Just ignore the event.

The spectacles created by counterprotesters, says Lecia Brooks, the SPLC’s outreach director, only serve to embolden the speakers and allow them to portray themselves as victims.

"The best response is not to show up at all," Ms. Brooks said. "It is the better strategy."

That’s the same advice Teresa Sullivan, president of the University of Virginia, gave to the UVa community regarding a gathering of white-nationalists in Charlottesville, planned for this Saturday.

"To approach the rally and confront the activists would only satisfy their craving for spectacle," she wrote. "They believe that your counterprotest helps their cause."

A similar approach was adopted at Texas A&M when Mr. Spencer came to its campus in December. University leaders organized a competing event, "Aggies United," away from Mr. Spencer’s speech, though police officers in riot gear still had to stop some protesters from trying to enter the building where he was speaking.

Ask college leaders to denounce the speaker.

While it might be tempting for administrators to try and cancel the event, that could lead to even more attention for the speaker, Ms. Brooks said. That’s what happened at Auburn University when Mr. Spencer visited its campus in April. The university had tried to prevent him from speaking, but a judge ruled against that decision. Ms. Brooks said the event attracted more attention as a result.
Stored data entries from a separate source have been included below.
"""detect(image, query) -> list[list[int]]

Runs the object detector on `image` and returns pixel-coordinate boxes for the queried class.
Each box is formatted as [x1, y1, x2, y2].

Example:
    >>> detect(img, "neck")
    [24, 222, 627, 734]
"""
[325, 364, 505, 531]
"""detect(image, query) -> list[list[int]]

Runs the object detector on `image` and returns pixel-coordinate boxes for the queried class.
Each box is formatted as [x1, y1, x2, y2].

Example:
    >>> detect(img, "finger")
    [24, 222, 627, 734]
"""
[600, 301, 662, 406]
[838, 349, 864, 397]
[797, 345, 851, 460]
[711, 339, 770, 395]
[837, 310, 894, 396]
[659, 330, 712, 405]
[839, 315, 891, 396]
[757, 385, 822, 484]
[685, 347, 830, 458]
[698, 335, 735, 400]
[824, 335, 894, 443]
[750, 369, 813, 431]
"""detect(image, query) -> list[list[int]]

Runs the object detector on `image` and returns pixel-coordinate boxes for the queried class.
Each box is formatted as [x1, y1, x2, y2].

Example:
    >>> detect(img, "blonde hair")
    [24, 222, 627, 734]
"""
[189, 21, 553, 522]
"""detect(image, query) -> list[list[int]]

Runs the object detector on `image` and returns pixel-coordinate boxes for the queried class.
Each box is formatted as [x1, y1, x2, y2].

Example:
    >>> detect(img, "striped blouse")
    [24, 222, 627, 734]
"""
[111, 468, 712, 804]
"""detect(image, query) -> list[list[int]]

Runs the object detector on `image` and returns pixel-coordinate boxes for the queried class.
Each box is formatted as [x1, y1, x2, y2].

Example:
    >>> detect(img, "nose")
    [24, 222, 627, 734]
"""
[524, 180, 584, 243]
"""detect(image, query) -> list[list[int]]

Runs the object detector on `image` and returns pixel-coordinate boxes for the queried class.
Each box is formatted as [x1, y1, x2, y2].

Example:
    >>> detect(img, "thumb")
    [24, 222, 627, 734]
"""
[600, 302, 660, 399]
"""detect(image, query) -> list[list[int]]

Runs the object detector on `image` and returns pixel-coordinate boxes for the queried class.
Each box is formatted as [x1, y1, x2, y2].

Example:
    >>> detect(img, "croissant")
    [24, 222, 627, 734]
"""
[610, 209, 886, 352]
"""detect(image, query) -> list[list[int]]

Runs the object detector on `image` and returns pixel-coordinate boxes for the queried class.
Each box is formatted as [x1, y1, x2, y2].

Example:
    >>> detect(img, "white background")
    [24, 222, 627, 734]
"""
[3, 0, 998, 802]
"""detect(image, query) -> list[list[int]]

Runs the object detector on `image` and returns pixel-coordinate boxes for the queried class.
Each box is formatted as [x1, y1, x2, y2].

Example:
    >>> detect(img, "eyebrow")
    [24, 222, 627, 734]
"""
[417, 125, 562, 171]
Or consider Berkeley’s juggling of Ann Coulter’s ultimately canceled speech. That caused plenty headaches, even though she never spoke at the campus.

Instead, the SPLC report suggests that student activists ask the administration to denounce the speaker’s message. Michael K. Young, the Texas A&M president, called Mr. Spencer’s racist message "beneath contempt" when the white nationalist visited that campus.
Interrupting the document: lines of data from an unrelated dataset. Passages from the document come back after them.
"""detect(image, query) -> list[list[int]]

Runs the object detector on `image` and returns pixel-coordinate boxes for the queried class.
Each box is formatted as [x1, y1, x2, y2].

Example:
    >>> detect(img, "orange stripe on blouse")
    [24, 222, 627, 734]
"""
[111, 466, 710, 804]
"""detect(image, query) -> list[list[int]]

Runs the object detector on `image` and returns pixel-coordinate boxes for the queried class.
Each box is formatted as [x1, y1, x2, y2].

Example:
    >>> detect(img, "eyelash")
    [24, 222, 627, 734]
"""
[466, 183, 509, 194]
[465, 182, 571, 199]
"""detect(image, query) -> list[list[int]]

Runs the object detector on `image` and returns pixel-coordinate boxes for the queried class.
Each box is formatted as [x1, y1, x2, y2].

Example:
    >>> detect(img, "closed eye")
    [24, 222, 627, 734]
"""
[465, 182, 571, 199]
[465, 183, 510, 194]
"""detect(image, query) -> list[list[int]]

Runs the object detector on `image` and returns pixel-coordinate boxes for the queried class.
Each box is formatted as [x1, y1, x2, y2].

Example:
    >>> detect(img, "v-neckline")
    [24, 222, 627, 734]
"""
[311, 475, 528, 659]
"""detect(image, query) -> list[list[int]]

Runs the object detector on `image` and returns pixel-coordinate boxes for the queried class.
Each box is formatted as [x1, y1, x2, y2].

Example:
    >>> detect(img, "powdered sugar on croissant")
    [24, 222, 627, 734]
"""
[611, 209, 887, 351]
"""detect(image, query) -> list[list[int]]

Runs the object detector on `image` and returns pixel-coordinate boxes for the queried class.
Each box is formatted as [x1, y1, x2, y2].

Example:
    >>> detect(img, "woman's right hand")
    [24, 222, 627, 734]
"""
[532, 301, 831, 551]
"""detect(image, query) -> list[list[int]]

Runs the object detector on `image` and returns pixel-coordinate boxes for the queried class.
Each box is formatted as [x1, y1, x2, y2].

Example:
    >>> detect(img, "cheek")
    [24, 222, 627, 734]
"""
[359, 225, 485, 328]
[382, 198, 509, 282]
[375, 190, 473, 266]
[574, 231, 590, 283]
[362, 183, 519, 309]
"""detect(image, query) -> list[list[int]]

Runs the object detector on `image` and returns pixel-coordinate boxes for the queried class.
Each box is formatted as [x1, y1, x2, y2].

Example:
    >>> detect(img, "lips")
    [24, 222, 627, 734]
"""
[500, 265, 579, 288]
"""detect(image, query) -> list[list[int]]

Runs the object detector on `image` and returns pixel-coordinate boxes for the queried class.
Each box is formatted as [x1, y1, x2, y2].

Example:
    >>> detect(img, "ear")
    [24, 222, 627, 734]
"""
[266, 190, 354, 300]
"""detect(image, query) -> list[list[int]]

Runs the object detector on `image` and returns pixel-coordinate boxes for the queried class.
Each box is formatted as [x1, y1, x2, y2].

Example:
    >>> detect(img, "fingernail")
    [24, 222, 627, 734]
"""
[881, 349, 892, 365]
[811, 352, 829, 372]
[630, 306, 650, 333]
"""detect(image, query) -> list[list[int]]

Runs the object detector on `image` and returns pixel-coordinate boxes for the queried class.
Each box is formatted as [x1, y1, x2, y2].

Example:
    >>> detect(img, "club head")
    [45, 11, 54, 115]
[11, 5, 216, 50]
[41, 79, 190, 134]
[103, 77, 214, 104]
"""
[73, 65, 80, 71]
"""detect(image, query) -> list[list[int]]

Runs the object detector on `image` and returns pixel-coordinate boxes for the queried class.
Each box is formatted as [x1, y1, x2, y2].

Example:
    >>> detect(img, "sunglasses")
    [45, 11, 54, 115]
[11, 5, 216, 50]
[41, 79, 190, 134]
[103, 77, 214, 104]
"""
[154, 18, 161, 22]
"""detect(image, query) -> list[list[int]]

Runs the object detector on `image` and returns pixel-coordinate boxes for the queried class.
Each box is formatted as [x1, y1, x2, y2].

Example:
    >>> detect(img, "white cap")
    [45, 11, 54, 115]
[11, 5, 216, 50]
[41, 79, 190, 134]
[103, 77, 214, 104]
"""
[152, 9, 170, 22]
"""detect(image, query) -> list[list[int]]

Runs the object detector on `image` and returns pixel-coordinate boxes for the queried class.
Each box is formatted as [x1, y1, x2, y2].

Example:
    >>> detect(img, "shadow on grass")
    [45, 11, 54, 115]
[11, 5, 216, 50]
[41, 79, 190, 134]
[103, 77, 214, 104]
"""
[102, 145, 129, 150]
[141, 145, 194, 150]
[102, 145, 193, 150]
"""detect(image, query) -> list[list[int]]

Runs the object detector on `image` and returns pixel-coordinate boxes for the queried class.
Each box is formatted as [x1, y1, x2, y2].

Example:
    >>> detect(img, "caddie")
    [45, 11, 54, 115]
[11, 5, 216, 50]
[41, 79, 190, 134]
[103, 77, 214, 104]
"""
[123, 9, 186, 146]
Talk to the group hosting the event.

It’s easy to forget that these speakers don’t materialize out of thin air, but rather are invited ­— often by other students, who can have mixed motives. The views of students who invite a controversial speaker may not correspond with those of the speaker.
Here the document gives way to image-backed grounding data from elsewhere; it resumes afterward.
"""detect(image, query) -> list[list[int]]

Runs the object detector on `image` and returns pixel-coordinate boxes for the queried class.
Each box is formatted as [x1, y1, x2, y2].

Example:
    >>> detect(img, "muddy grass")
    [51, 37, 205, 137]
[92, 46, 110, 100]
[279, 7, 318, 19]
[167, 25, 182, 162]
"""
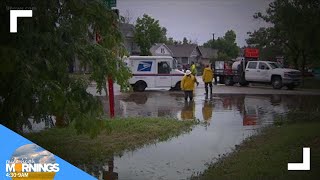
[192, 112, 320, 180]
[24, 118, 197, 165]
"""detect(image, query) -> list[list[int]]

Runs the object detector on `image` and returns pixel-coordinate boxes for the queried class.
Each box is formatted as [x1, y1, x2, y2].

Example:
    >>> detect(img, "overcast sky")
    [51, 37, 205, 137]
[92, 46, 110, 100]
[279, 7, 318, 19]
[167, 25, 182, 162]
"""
[117, 0, 272, 47]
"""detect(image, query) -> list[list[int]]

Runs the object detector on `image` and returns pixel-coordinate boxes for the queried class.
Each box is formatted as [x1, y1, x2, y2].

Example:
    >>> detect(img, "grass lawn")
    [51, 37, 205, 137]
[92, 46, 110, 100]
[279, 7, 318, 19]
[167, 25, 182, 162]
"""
[24, 118, 197, 165]
[193, 113, 320, 180]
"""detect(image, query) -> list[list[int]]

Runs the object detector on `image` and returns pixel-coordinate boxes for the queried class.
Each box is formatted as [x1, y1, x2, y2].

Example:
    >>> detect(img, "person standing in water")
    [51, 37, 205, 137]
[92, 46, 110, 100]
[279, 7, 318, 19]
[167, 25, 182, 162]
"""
[181, 70, 199, 101]
[202, 64, 214, 96]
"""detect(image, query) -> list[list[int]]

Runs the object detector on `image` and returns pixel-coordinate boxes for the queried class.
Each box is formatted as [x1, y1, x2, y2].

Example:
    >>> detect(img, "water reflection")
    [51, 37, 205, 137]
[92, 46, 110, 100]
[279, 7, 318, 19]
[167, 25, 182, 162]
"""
[23, 92, 320, 134]
[77, 94, 320, 180]
[202, 100, 213, 125]
[102, 158, 118, 180]
[119, 93, 295, 127]
[181, 101, 195, 120]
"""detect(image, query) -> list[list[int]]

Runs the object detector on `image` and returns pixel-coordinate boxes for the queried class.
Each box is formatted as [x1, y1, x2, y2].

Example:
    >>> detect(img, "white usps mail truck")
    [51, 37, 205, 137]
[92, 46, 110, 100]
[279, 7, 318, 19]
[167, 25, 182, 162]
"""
[125, 56, 185, 91]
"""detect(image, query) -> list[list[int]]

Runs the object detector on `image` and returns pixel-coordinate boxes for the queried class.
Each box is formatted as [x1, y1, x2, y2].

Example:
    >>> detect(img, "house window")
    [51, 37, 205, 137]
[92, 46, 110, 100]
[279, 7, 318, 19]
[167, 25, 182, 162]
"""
[181, 57, 188, 65]
[160, 48, 165, 54]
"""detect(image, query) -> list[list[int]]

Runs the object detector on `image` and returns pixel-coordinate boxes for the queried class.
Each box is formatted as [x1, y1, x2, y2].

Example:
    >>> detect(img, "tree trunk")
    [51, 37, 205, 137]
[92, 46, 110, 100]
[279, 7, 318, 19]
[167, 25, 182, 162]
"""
[55, 114, 67, 127]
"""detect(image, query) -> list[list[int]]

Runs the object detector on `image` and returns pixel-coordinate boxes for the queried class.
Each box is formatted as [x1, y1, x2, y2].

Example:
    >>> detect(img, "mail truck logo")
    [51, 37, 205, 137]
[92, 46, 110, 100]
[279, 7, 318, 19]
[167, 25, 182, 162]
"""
[6, 144, 59, 179]
[137, 61, 152, 71]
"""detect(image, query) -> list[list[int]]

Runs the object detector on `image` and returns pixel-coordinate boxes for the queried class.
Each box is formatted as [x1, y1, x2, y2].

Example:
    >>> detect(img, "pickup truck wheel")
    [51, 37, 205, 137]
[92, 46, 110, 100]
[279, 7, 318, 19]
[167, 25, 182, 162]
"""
[239, 81, 249, 87]
[286, 84, 295, 90]
[225, 77, 234, 86]
[134, 81, 146, 92]
[272, 76, 282, 89]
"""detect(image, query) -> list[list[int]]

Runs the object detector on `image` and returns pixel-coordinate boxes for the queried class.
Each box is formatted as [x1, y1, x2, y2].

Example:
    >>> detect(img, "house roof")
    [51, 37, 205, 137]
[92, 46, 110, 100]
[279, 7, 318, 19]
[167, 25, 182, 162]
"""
[119, 23, 135, 38]
[149, 43, 162, 54]
[166, 44, 198, 57]
[198, 46, 218, 59]
[150, 43, 173, 56]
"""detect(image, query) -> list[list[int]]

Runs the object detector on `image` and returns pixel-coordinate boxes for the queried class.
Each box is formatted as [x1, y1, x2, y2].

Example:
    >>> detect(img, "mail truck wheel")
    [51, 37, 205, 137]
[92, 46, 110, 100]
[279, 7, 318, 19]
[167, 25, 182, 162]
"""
[174, 81, 181, 91]
[134, 81, 147, 92]
[225, 76, 234, 86]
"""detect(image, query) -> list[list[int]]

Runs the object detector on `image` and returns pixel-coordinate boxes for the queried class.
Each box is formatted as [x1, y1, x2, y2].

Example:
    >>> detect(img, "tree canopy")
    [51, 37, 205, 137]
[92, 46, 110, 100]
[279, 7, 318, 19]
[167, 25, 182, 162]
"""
[134, 14, 167, 55]
[0, 0, 131, 135]
[203, 30, 239, 60]
[246, 27, 284, 61]
[246, 0, 320, 70]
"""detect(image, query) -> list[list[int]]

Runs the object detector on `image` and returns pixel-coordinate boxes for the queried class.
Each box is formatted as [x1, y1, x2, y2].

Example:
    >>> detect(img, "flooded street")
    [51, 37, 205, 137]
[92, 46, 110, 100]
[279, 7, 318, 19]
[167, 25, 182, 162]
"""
[25, 84, 320, 180]
[85, 84, 320, 180]
[23, 83, 320, 179]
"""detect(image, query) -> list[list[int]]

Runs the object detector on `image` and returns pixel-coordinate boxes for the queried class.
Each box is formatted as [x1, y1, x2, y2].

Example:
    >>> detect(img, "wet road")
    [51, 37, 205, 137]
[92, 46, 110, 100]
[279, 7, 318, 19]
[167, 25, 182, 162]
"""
[23, 82, 319, 132]
[85, 83, 320, 180]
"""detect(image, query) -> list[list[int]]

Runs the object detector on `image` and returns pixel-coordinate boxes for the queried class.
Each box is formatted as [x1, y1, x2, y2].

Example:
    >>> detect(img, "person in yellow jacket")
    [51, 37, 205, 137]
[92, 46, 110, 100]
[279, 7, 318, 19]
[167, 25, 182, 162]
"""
[202, 65, 214, 95]
[181, 70, 199, 101]
[190, 62, 197, 76]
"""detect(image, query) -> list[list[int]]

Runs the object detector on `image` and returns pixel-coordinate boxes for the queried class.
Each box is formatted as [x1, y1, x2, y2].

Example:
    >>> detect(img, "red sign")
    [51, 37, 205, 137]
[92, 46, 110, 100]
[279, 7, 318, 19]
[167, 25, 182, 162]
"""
[244, 48, 259, 58]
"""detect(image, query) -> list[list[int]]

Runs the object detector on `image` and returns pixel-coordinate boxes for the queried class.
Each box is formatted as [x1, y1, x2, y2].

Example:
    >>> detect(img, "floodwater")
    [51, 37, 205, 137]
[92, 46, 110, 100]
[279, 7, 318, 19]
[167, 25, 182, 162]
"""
[85, 88, 320, 180]
[22, 84, 320, 180]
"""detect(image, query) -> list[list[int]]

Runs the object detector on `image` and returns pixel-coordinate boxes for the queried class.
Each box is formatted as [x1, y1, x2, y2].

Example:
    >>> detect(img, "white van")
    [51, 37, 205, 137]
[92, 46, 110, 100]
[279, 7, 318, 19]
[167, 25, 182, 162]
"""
[125, 56, 185, 91]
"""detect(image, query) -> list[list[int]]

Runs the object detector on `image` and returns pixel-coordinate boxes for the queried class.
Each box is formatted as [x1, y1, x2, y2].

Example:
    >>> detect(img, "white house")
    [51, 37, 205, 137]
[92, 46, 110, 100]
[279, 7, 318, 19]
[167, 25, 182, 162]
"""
[149, 43, 173, 56]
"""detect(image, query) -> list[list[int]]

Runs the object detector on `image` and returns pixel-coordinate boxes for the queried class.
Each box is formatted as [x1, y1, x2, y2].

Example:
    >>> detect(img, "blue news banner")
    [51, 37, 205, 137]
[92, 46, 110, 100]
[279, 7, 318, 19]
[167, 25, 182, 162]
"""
[0, 125, 97, 180]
That was the case when Mr. Yiannopoulos visited the University of Washington. A leader of the College Republicans chapter that had invited him told The Chronicle that student organizers had wanted a tamer conservative speaker, Ben Shapiro, to speak at the college, but they couldn’t afford his $10,000 fee. Mr. Yiannopoulos came free of charge.

And the dean of students at Wake Forest University was able to convince the College Republicans there to bring in Roger Stone instead of Mr. Yiannopoulos. The group’s goal had really been to get more conservative viewpoints on campus, not necessarily to endorse Mr. Yiannopoulos.

The Southern Poverty Law Center encourages people to try and suss out the host group’s motivation for bringing a controversial speaker to campus. For more of its insights, including a who’s who in the alt-right and other tips on how to quell the storm a controversial speaker brings, check out the full report.